[pystatsmodels] Contributing to Statsmodels

bksahu

2018-12-10 14:14:19 UTC

Thank you for helping me out.

Hi there. I am a junior undergrad in cs having some experience in python
with a limited knowledge of stats. I have used basic functions
of statsmodels like OLS and really loved it. So, I would like to contribute
to this project. Apart from the docs, could you please give me some
pointers where I should be looking into to get started with statsmodels.

Hi,
Most issues right now are pretty difficult.

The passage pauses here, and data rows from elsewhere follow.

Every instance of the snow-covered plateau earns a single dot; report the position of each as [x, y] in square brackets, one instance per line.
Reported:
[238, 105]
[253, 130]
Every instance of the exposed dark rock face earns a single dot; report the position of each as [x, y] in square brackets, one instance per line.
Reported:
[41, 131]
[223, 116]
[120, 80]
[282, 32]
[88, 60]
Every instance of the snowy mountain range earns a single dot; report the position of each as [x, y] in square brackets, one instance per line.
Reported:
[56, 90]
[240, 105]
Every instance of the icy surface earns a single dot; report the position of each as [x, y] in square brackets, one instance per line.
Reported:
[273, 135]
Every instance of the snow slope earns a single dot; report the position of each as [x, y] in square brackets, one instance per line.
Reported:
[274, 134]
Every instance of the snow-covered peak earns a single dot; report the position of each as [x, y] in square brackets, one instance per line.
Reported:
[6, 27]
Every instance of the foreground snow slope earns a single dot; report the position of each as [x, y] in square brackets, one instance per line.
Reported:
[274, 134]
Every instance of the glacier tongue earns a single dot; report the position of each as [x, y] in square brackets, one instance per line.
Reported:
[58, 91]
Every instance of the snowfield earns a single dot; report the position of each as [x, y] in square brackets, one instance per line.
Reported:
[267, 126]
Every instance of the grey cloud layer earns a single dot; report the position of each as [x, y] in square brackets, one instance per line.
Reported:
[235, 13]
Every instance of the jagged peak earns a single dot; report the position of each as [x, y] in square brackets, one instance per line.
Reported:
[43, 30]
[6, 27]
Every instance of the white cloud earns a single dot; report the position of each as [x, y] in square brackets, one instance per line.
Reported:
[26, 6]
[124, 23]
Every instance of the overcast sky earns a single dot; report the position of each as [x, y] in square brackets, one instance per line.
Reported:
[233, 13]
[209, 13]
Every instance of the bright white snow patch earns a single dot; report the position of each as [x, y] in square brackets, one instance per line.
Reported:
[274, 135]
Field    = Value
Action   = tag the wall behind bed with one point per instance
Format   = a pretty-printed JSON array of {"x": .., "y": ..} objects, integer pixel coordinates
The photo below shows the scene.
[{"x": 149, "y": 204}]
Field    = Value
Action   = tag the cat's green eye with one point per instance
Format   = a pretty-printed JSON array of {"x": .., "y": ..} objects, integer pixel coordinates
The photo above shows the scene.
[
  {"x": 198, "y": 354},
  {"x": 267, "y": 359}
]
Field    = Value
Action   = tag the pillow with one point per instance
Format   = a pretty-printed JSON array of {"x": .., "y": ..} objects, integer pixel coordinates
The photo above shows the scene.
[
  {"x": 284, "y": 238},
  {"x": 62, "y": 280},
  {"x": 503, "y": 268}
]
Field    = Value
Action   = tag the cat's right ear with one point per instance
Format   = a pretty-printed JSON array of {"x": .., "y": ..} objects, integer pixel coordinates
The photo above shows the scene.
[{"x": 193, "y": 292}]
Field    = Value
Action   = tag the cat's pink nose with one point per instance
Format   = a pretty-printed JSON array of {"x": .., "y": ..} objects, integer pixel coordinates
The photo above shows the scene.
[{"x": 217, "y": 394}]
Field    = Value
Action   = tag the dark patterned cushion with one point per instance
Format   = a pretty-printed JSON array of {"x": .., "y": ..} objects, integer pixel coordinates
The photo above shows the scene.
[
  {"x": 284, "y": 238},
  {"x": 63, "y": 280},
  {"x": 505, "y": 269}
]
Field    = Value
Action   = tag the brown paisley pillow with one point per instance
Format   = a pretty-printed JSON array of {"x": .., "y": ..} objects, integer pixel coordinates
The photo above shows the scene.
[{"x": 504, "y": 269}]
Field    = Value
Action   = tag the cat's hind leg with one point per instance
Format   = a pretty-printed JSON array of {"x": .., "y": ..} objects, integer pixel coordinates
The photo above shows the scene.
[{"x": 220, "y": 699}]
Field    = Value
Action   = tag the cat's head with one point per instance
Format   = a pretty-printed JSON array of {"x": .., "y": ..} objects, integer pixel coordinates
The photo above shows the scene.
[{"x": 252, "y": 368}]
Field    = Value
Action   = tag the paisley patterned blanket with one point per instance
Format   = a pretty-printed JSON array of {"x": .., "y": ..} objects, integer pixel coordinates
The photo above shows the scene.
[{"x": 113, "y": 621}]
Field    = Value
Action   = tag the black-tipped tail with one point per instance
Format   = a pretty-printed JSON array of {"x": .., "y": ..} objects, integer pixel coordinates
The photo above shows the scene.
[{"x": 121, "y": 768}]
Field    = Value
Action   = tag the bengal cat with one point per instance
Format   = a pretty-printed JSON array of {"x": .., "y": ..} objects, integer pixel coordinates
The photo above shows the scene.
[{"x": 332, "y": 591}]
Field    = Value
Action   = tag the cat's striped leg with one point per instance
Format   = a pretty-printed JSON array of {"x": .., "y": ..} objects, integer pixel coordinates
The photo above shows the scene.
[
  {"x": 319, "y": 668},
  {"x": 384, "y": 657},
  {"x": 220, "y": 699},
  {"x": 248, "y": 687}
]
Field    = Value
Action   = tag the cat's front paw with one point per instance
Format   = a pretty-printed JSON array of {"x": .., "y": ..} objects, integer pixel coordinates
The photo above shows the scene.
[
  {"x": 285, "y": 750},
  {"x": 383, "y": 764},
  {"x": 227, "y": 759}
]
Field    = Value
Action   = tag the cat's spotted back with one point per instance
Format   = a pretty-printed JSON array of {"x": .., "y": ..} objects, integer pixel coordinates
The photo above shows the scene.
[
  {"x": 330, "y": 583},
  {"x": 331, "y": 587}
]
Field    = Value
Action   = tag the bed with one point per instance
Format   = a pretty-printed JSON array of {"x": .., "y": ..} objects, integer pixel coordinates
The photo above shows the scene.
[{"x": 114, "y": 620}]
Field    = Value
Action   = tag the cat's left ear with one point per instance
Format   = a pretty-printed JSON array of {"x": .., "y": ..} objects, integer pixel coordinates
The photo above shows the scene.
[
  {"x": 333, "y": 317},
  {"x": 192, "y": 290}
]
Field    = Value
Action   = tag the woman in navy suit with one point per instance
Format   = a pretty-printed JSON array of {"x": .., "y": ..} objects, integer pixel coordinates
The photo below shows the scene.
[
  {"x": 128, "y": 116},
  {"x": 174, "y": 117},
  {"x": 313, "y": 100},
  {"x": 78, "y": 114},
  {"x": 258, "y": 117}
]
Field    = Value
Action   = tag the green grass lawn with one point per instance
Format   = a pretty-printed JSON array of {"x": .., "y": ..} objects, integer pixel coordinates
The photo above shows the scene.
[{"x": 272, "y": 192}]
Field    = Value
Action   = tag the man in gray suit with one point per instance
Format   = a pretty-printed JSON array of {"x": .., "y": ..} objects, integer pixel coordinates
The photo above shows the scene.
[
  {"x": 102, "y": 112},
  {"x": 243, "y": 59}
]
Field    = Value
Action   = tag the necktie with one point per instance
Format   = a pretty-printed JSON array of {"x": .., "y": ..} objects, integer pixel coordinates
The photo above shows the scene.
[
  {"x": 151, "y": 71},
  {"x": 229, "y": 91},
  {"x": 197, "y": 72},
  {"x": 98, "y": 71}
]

We have a "Good as First PR"
label but it is not well maintained, and it is difficult to guess what is
easy with different backgrounds
https://github.com/statsmodels/statsmodels/issues?q=is%3Aopen+is%3Aissue+label%3A%22Good+as+First+PR%22
A very useful and not too difficult way to contribute would be to improve
unit test coverage.
Around 40% of our code are unit tests, but there are still gaps in unit
test coverage.
When I have to fix bugs, I often end up changing 1 to 5 lines of code and
adding 30 to 50 lines of unit tests.
We have two areas where unit tests are lacking.
One is in less used functions and options that are not verified against
other packages like R. This would be good to improve with some basic
knowledge of R or another statistics package.
The second is input validation. In many cases our code "assumes" that we
get the correct inputs by the user or caller. We support pandas Series and
DataFrames in general, but outside of the main models and function we often
don't have unit tests for it. In some cases we handle pandas data but don't
take advantage of the additional information that is provided, e.g. names
and indices.
After browsing the unit test coverage for a bit, it looks better than I
remembered in terms of line coverage
All main subdirectories have around 90% coverage (more on coveralls, less
on codecov)
https://coveralls.io/github/statsmodels/statsmodels
https://codecov.io/gh/statsmodels/statsmodels/tree/master/statsmodels
One currently untested/unsupported module is
statsmodels.stats.descriptivestats which is a "fix or delete" case. The
main reason to keep it is if we can support things that pandas `describe`
does not support, but even before adding enhancements it needs cleanup and
unit tests.
https://github.com/statsmodels/statsmodels/issues/2630
Josef

Regards,
bksahu